Whether Brexit eventually happens or not, the old equilibrium that held the EU together for decades – one built around the Berlin-London-Paris triangle and embedded within the transatlantic community – is now irrevocably shattered. The Brits, always somewhat suspect in the eyes of committed integrationists, will never be trusted again to be reliable partners in the construction of the European Project.
No new European equilibrium has emerged or is likely to be found in the foreseeable future. The loss of London has come just at a time when the continent is caught in a maelstrom of centrifugal forces and lacks a cohesive organizing idea that could restore a modicum of balance to an EU battered by migration, terrorism and economic crises.
At the heart of Europe’s troubles lies a growing disconnect among European cultural and political elites, and between most of those elites and populations inside European societies.

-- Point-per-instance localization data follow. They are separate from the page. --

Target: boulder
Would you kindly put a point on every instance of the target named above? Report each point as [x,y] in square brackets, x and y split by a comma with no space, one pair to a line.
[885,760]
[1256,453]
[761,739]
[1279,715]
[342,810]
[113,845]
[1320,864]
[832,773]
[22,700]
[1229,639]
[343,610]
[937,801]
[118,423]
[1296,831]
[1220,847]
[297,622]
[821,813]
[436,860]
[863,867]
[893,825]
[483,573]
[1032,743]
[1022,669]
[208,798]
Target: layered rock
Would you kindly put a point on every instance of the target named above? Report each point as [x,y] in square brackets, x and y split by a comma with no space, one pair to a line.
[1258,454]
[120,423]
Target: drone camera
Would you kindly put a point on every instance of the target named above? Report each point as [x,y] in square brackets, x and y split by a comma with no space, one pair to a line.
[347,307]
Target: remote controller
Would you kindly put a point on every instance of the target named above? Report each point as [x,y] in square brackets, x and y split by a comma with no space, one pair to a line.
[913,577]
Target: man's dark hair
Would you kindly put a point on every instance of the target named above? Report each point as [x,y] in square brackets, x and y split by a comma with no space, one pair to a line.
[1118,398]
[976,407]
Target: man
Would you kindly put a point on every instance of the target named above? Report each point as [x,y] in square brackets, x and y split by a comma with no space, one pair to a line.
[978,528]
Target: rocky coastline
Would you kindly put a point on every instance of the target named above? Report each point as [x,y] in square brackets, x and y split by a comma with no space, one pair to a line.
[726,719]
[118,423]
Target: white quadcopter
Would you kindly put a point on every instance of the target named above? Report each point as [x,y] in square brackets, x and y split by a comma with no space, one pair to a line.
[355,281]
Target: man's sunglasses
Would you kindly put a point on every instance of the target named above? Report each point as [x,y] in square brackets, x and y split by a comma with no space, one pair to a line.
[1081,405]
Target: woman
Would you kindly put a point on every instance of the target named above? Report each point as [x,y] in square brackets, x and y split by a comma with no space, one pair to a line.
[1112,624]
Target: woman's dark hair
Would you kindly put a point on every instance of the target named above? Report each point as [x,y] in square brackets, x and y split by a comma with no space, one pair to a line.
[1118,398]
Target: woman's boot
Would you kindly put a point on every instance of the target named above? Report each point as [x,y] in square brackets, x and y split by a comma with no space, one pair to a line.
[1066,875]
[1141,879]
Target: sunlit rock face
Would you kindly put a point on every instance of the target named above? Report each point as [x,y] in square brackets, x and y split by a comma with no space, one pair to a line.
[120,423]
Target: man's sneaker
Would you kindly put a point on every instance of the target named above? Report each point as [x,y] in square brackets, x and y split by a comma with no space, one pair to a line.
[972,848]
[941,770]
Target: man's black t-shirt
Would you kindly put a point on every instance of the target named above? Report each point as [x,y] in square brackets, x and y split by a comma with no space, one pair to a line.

These chasms have insidiously eroded public trust in the basic efficacy of European political systems at the national and EU levels. It is a divide European elites are unlikely to be able to begin to repair any time soon since they themselves possess sharply diverging conceptions about what Europe is (and ought to be) and because none of them is strong enough to impose their vision on the rest.
EU politics now resembles a scramble of interlocking conflicts and fractured alliances with no winning coalition in sight. The European Commission is fighting Hungary and Poland. Italy and Poland are conniving to form an anti-EU league in the run up to the May 2019 European Parliament elections. Germany, Austria, Finland and the Netherlands are increasingly unwilling to subsidize the poorer, more profligate southern Europeans, and everyone is resisting France’s beleaguered President Emmanuel Macron’s grandiose ideas for deeper European integration.
For the time being, the EU is unlikely to unravel. Barring a major catastrophe – a full-blown Eurozone meltdown triggered by debt-laden Italy or a new tsunami of refugees escaping a failing Algeria or Nigeria, for example – Europe will sputter along in fits and starts, as aging empires have done throughout the ages. Like the Romans in the 5th, the Holy Roman Empire in the 18th and the Ottomans in the 19th century, the EU is more likely to gradually slouch toward paralysis and decay than to experience any form of dramatic collapse.
The EU is now the sick man of Europe. Unless it is able to generate a convincing new equilibrium, built around an energizing and unifying centrist vision, we should not expect a lot of bangs from Europe, but perhaps quite a bit of whimpering.
The writer is head of the diplomacy and conflict studies program at the Lauder School of Government, Diplomacy and Strategy, Interdisciplinary Center Herzliya.